Li o Ensaio sobre a cegueira e observo que esse é um caso único em minha experiência com a literatura de um livro ser indicado por um post, que por sua vez existe em função de um filme - tudo isso vem do blog do Meirelles, o diário da filmagem de Blindness, pelo qual estou/estamos, seus leitores, apaixonados. Achei no início que o blog pudesse ganhar do livro, mas estava cega, claro. São coisas diferentes e cada um com seu cada qual.
O blog do Meirelles é precioso e o livro do Saramago é muito bom, o problema é que não consigo agora pensar nas cenas do livro sem ver a Julianne Moore fazendo a mulher do médico, o Mark Rufallo como o médico, fingindo de cego e conversando com o Meirelles, o Danny Glover como o velho da venda preta e por aí vai (só não imagino ainda o cão das lágrimas, mas vi nele meu antigo cachorro de relance). Além disso, entrei na paranóia de que ele não vai conseguir filmar aquilo, é muita loucura junta, muita craca, muida dor, muita sujeira e muito desalento e esses atores são marcados demais para fazer o 'qualquer um' que os caracteriza no livro. Enfim, vamos confiar que quem descreve tão bem seu ofício, além de escrever como o faz o Meirelles, vai nos dar o melhor filme para obra tão singular.
Outra coisa que tem me acontecido depois que li o livro é que fico esperando que os pobres que me cercam e que vivem próximos a minha rua surjam de repente como uma leva incontida de cegos e famintos e desvalidos, andando a ermo pra lá e pra cá, sem rumo ou direção, sem norte, sem nada.
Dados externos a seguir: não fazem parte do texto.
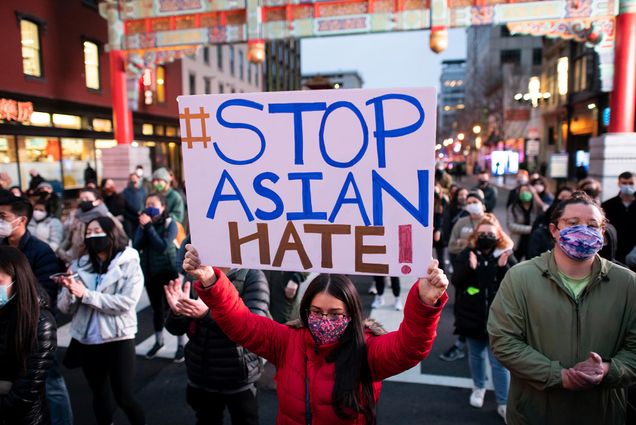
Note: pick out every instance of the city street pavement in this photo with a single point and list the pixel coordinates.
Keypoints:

Fico agora mais assustada, tenho imagens agora muito fortes e firmes sobre o que seria o apocalipse.
Se é verdade que nenhum leitor fica o mesmo depois que é tocado por um grande e forte livro, essa obra do Saramago tem poderes assombrosos, no duplo sentido de ser uma estória extraordinária com uma prosa literária à altura.
Tem defeitos o livro? Sim, tem. No começo achava mesmo que não ia decolar, que o viés de parábola enfraquecia a obra, e há momentos em que uma certa repetição de cenas (quando as normas no manicômio são anunciadas, por exemplo) ou quando o narrador se empolga com alguma idéia filosófica e a desenvolve além da conta, a obra se enfraquece em alguns momentos. Além de que impliquei um pouco com o gesto político do autor de manter a grafia e a sintaxe do português de Portugal, e daí tudo que penso sobre o livro, penso com sotaque lusitano, mas agora tudo bem, não ligo mais.
De todo modo, à medida que se avança na leitura, o viés dramático se adensa e somos inteiramente subjugados pela força avassaladora das imagens, dos personagens, das cenas. Não há como não vagar com aqueles homens e mulheres, não há como não se irmanar, não há como não chorar por eles e com eles, não há como não cegar com cada um e torcer para que o mistério dessa cegueira se aclare para que possamos, nós também, enxergar enfim.